Newman Command Line Integration for API Testing with POSTMAN

By Nadeesha Gnanaratne

API (Application Programming Interface) testing is one of the latest trends in software testing. Basically an API enables the communication & data exchange between two separate software systems. An API contains functions/sub functions which can be invoked by another software system. Testing an API is different from conventional UI testing because the tester needs to test the business layer rather than the presentation layer.

In the context of API testing & development POSTMAN is a REST client to test RESTful APIs. Not only to send requests & receive responses from a particular API but also provides with a full-featured testing sandbox to write & execute JavaScript based tests for the API.

When it comes to API testing with POSTMAN it’s a tedious & inefficient task to execute requests one by one from a large collection of requests. Assume there are 20 HTTP requests & associated tests for each request. Executing each request separately would consume lot of amount of time. And also it’s hard to get a proper insight about the test results when executing requests separately.

Considering above problems which occurs running requests separately could be avoided by using Newman. Newman is a command line collection runner for POSTMAN. It allows to run & test a POSTMAN collection directly from the command line. It would give a clear insight regarding the test results. Below steps will guide you to running a POSTMAN collection with command line.

Test Scenario: HTTP POST method SignIn would create an authentication token. The other methods would use that generated authentication token as a header when sending the request.

STEP1 - Install POSTMAN native app & send a request

You can install POSTMAN native app depend on the OS from below link

First of all you should have to create an environment to create & send requests. To create an environment click on Manage Environments from Environment options. From MANAGE ENVIRONMENTS modal click on add button. Add an environment name & add key value pairs. These key value pairs could be used as within the environment.

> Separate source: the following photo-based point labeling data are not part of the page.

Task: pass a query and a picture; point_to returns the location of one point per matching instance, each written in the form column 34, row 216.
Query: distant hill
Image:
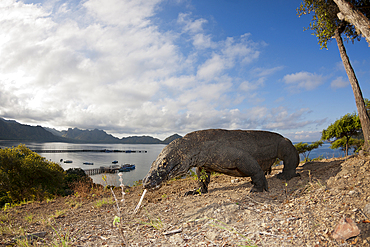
column 171, row 138
column 12, row 130
column 90, row 136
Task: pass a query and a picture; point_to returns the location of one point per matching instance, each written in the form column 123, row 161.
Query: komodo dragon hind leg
column 204, row 178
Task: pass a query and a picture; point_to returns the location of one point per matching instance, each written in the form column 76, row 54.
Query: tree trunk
column 362, row 113
column 355, row 17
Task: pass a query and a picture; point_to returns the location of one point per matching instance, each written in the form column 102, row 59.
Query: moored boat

  • Enter /SignIn POST request in the URL field or you can use the entire URL http://localhost:8501/Authentication/SignIn. And add request body & set the content type as application/JSON

  • Click on ‘Send’ button to send the request

  • You can see the response body in JSON format where SignInOperationResultValue(authentication token) has been received which have to be send in the header of other requests.

STEP 2 – Script to add dynamic behavior to requests

  • Add a script to fetch the authentication token generated from a particular request .In manage environments modal add a key as < DroppointAuth_Token >. From below script, generated authentication token from the SignIn request would capture to the DroppointAuth_Token parameter. From that approach we can maintain the flow of request execution from a proper manner. After execution of the below script would capture the token in to the placeholder in the created environment where could be used by other requests if we defined that common parameter in the request header as .

  • Above request /SaveManifests request header requires generated authentication token. Current approach would be affective if we’ve got a token which would’ve been expired.

STEP 3 – Add a POSTMAN collection

  • A POSTMAN collection consists of set of requests which could be used to test a particular API. Or it can be defined as a collection of HTTP requests (GET, POST, PUT, and DELETE) and associated pre-request scripts or test scripts. Assume ‘TESTAPI’ collection consists of 12 requests (SignIn, SaveManifests, GetUsername, CanToggleLocation etc.). Specific thing is we have to send every request in a specific order. After sending ‘SignIn’ request would initiate other requests because generated authentication token needs to be send in the request header of other requests. Because of that kind of dependency does exists, we can consider a POSTMAN collection as a kind of ordered test.

  • To add a request to a POSTMAN collection, you have to click on ‘Save’ button after creation of the request. It would prompts the below modal.

    You can specify the name of your collection from the above modal. Pre created collection shows in the below image.

STEP 4 – Environment setup for Newman

Newman [resides in the NPM registry and on GitHub] is a command line collection runner for POSTMAN. It facilitates the POSTMAN collections to be integrate with continuous integration (CI) servers like Jenkins & Travis CI for GitHub. Also can be integrate with build systems. Most important thing is with just one command you can run your entire collection & take a proper insight regarding the collection.

  • Newman is built on Node.js so you have to install Node.js on your machine prior Newman installation.

  • After Node.js installation Newman is just a command away. You can install Newman from npm globally which allows you to run it from anywhere.

    $ npm install -g newman

STEP 5 – Export POSTMAN collection as a .JSON file

Click on the ellipses (…) next to the collection you wish to export.

Click on ‘Export’ option will navigate you to EXPORT COLLECTION modal. Which you can select the second option (Collection v2). After that you can save the .json file for the selected POSTMAN collection.

STEP 6 – Run the POSTMAN collection from Newman

$ newman run mycollection.json

  • Above command would run the entire collection & provides you with necessary details regarding the requests within the collection.

  • Above gist generated from Newman would provide you with the status of the desired POSTMAN collection. In other words, you can get the answer to the most important question you’ve been suffering from “Is that API functioning as expected”?